In 1987—thirty one years ago, when there were almost 13 million college students —taxpayers spent $3.7 billion on Pell grants; today, there are 20 million college students and we spend $28 billion.

 

In 1987, taxpayers backed $11.3 billion in student loans; last year, taxpayers directly made $92billion in new loans to students. 

 

31 years ago, average tuition at a four-year college was $3,200; today it is $10,000. 

 

To the extent that the Bennett hypothesis is true, research suggests that the loans are more of a cause of tuition rising than the grants.

 

So, as Congress considers increases in the amount of grants and especially loans, we should also consider whether those increases have an effect on rising tuition.

 

Despite this, there is no doubt college costs are rising and that a growing number of students are having trouble paying back their debt.

 

Our work over the last four and a half years has produced a number of proposals to reduce the cost of going to college and making it more affordable—that do not necessarily including asking the taxpayer to spend more money on student aid.

 

First, simplifying the FAFSA—the burdensome Free Application for Federal Student Aid that 20 million families struggle to fill out each year—to remove it as a barrier to college and help students better understand the range of schools they can afford.

 

To receive a Pell grant, or any other federal financial aid, a student must complete the FAFSA. 

 

After hearing testimony at our November hearing, Senator Bennet and I are now finalizing a proposal to reduce the number of questions from 108 to 15-25.

 

The former president of Southwest Community College in Memphis told me he believes that he loses 1,500 students each semester because the complexity of the FAFSA discourages them from applying for Tennessee’s free tuition program. 

 

Our proposal would also mean that students are able to apply for financial aid earlier in their senior year and could know about how much college aid they are eligible for and which schools they could afford when they enter high school. 

 

So simplifying the FAFSA will make it easier to apply for a Pell grant, which in turn will help more low-income students unlock money to pay for college.

 

A second way to make college more affordable without appropriating additional dollars is to simplify the existing two grant programs, five loan programs, and nine repayment programs and redirect some of those dollars to higher priorities. For example, creating additional Pell grants.

 

This complex system confuses students about aid and repayment options and makes it harder for them to receive the aid that can make college affordable.

 

At our hearing three weeks ago, Dr. Matthew Chingos testified that any money we save from simplifying the student loan system should be put into increasing the number or size of Pell grants. 

 

Third, more competency based education would allow students to more rapidly complete degrees based on knowledge and learning, not time in the classroom.

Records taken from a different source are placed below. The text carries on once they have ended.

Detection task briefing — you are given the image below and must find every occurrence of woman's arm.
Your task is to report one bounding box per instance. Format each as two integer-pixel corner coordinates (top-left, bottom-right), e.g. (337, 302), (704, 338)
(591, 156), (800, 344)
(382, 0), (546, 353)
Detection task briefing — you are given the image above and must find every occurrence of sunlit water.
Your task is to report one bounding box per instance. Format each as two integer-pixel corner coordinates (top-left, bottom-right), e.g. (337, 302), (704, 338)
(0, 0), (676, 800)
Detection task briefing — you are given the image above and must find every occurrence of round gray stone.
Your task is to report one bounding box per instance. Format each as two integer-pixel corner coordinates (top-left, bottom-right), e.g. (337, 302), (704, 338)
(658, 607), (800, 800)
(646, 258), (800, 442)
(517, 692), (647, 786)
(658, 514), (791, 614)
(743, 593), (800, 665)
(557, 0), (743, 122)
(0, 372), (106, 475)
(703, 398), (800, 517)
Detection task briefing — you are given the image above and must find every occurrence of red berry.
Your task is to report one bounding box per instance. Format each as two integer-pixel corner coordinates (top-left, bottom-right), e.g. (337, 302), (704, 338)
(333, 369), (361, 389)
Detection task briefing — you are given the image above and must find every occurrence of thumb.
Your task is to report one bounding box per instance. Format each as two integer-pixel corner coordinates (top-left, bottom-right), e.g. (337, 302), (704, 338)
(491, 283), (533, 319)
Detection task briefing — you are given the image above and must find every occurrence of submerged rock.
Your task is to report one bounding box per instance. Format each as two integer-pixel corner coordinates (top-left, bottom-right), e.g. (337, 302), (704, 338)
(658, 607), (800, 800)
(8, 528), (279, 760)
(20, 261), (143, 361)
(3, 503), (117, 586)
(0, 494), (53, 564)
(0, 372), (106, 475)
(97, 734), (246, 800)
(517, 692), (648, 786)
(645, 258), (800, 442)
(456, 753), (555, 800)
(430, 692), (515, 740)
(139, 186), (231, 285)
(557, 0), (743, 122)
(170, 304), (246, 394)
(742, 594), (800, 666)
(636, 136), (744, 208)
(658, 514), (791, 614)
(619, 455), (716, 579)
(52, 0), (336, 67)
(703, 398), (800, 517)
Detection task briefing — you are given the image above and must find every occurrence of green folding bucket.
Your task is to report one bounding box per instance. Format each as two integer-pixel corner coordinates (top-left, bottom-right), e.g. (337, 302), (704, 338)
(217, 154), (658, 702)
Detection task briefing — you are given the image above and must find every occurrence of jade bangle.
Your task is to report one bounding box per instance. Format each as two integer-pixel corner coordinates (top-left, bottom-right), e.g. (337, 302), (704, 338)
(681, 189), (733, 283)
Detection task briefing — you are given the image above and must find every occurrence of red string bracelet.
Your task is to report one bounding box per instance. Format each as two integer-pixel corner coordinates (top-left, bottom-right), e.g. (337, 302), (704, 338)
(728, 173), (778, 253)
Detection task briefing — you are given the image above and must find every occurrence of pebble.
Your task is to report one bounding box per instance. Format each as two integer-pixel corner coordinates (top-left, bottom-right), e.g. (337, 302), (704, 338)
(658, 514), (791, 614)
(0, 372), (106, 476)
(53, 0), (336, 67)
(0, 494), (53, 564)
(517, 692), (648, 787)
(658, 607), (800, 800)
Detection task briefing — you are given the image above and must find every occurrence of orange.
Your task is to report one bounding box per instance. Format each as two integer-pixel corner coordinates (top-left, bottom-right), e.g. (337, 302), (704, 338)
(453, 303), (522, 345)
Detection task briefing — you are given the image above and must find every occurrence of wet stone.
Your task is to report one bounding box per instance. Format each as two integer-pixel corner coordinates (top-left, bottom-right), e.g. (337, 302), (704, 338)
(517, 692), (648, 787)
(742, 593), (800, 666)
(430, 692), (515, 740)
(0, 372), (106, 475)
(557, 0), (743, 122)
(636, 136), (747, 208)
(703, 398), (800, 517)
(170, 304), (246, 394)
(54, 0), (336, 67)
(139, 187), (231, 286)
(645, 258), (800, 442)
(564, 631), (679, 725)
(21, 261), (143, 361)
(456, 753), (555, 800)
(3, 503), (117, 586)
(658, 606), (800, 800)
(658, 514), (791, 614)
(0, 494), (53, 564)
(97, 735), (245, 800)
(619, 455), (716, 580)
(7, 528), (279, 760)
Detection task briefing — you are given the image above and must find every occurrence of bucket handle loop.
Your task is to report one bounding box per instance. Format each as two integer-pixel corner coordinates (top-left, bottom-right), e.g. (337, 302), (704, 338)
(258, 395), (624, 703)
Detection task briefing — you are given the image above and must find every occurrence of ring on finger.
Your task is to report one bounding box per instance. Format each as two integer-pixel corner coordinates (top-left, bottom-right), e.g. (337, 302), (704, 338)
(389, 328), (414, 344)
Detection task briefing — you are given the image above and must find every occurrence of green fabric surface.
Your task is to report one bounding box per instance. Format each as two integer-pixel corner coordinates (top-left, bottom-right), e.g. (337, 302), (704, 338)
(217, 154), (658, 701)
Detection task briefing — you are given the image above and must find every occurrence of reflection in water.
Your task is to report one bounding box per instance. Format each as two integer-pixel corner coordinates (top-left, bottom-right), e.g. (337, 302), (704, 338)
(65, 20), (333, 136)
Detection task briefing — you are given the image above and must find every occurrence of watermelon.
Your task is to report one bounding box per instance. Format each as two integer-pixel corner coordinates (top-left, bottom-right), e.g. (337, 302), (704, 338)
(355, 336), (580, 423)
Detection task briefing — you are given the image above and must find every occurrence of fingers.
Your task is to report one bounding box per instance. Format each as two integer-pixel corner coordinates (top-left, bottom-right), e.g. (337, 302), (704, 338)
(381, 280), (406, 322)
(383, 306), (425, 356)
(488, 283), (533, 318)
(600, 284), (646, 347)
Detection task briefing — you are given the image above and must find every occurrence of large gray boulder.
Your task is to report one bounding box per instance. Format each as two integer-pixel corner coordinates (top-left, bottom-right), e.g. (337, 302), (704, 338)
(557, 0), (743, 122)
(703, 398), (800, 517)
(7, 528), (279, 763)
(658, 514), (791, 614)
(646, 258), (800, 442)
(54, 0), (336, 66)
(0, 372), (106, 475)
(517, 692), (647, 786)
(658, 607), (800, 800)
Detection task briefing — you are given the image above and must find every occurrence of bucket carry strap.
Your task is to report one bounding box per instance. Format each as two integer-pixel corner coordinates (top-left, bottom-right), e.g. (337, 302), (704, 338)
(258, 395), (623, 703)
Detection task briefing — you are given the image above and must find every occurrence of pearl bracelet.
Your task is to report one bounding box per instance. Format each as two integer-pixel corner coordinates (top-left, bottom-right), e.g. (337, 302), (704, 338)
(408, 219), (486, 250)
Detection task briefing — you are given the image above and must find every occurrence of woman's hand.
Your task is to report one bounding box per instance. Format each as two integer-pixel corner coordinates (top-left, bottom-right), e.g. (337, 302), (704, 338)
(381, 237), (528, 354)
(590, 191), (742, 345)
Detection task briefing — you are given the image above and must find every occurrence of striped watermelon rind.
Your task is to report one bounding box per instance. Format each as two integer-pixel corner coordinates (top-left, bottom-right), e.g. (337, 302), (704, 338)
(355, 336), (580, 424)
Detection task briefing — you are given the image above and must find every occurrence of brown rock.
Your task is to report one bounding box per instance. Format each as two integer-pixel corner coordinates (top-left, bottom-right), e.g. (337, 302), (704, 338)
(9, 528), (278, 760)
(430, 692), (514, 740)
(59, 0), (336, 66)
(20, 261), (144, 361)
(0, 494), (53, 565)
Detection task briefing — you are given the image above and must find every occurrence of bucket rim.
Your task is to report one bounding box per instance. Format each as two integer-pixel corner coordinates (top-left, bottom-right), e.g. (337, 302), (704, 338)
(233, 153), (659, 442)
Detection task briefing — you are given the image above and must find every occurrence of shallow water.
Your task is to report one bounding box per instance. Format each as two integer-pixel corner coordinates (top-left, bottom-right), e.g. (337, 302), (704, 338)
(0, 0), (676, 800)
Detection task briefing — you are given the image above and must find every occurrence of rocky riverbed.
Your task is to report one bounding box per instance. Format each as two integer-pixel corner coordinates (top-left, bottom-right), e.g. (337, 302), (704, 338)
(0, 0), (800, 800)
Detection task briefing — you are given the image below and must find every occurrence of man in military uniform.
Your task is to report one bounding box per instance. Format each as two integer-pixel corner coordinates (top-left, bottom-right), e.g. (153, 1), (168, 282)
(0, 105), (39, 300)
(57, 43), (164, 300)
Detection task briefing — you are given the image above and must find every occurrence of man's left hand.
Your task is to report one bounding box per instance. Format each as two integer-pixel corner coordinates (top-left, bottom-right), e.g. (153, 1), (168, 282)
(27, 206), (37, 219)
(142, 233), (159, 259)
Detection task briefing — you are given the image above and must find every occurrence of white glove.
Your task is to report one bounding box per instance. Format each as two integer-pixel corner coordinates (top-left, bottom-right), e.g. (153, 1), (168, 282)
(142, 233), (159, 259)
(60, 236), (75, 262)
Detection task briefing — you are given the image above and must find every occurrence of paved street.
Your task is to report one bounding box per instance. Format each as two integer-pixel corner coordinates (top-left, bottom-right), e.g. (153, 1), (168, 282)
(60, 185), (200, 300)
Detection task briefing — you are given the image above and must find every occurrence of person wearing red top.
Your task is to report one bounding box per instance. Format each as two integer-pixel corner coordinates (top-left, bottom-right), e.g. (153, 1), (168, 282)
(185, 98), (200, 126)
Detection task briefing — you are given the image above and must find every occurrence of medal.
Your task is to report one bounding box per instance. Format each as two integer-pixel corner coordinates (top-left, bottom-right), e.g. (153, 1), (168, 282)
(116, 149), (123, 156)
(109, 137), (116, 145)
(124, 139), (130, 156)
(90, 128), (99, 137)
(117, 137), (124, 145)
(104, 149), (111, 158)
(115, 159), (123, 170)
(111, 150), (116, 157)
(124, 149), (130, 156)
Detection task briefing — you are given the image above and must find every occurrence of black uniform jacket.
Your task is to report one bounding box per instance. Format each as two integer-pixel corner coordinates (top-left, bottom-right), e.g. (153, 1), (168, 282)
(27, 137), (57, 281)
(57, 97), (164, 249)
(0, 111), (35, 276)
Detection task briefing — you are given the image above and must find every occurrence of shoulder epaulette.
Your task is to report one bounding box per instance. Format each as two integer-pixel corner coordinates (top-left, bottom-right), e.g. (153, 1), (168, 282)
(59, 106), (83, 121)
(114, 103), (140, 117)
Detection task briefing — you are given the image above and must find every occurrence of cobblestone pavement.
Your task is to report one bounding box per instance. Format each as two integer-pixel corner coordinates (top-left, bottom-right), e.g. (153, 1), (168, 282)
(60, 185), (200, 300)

Completing a degree faster saves the student money.

 

Fourth, it makes no sense to spend taxpayer dollars helping students earn degrees that are not worth their time and money.

 

At our hearing last week, witnesses testified that   accountability measures that hold schools accountable for their students’ ability to repay their loans would help make sure college programs are worthwhile and loans are repaid.

 

I believe these are all ways that Congress can make college more affordable. 

 

The Appropriations Committee will consider whether Congress should appropriate more taxpayer dollars for student aid, but in the meantime, Congress can also help students afford college by better spending the $28 billion in grants and $92 billion in loans we spend annually.

 

This would mean simplifying student aid, redirecting existing dollars for more Pell grants, helping students complete their degrees more rapidly, and making colleges more accountable for students repaying loans.

 

I believe that simplifying programs and regulations to make college more affordable and make it easier for students to apply for financial aid and pay back their loans will help higher education become more financially in reach for students.